Grupo México, a mining conglomerate which owns Mexico’s biggest railway network, has agreed to buy Florida East Coast Railway Holdings Corp (FEC) for $2.1bn

The deal “positions it immediately as a consolidated railway operator in the US, adding a fundamental line in Florida to existing operations in Texas,” the company said in a statement to the Mexican stock exchange.

Grupo México Transportes (GMXT) made its bet on railroad integration one day before offers are due in a tender for Mr Trump’s planned border wall. The US president has vociferously opposed US companies relocating to Mexico but has had less to say about Mexican businesses investing in the US.

Mr Trump also wants to renegotiate the North American Free Trade Agreement but has yet to spell out his demands or precise timing, although investors have been spooked by suggestions that he could tax imports to the US. GMXT has connections with five border points and eight ports and has 10,570 km of lines in Mexico and Texas, where it has operated for 15 years.

“The acquisition of FEC is an important strategic addition to our North American transportation service offering,” said Alfredo Casar, president and chief executive of GMXT. “Our acquisition of the FEC will significantly enhance the scope, scale and diversification of our service.”

Grupo Mexico says its Texas Pacific unit has already enabled it to offer “a seamless rail service” with Mexico and from Pacific ports to Asia.
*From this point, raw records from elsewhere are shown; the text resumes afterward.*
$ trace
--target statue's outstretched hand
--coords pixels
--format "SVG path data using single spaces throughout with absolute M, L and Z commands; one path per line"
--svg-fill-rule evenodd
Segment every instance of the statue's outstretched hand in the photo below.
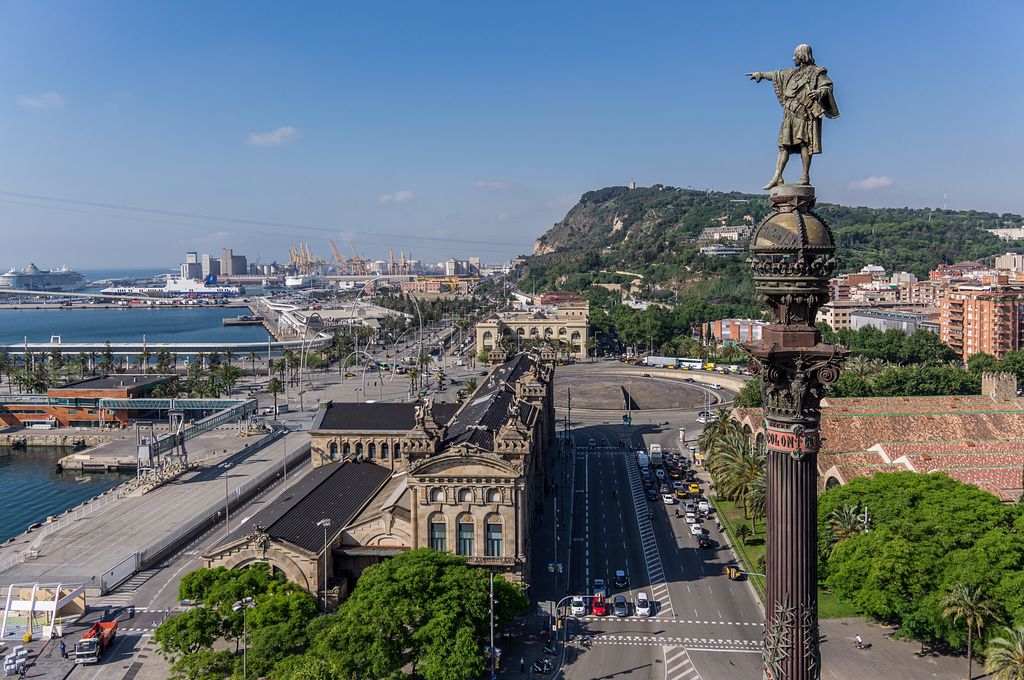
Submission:
M 749 77 L 749 78 L 750 78 L 751 80 L 755 80 L 755 81 L 757 81 L 757 82 L 761 82 L 761 79 L 762 79 L 762 78 L 764 78 L 764 76 L 763 76 L 763 75 L 761 74 L 761 72 L 760 72 L 760 71 L 754 71 L 753 73 L 748 73 L 748 74 L 746 74 L 746 75 L 747 75 L 747 76 L 748 76 L 748 77 Z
Renovation of the Presidio International bridge, scheduled to be completed in December, will turn the group into a “strategic logistics operator in cross-border traffic … [and] a strategic partner in trading with Asian markets,” it says.

GMXT prides itself on being the cheapest railway operator in Latin America, as determined by the Organisation for Economic Cooperation and Development, comparable to US and Canadian operators. Its average tariff had been 29 cents per ton-km, but the company said in its fourth-quarter report that the fall in the peso had pushed that down to 24 cents.

The acquisition will boost GMXT’s earnings before interest, trade, depreciation and amortisation by 20 per cent to $930m on a pro-forma basis from $775m in 2016.

The cash and debt purchase included $350m of capital from GMXT and $1.75bn in debt at a variety of maturities. The company said the deal would maintain a strong balance sheet.

FEC, which was bought from funds belonging to Fortress Investment Group, can connect to 70 per cent of the US in 1-4 days and operates some 500,000 diverse cargo loads in the intermodal, aggregates, automobile, chemicals, metals and timber segments a year.

The acquisition comes alongside a $2bn five-year investment plan in Mexico.

GMXT competes with Kansas City Southern in Mexico.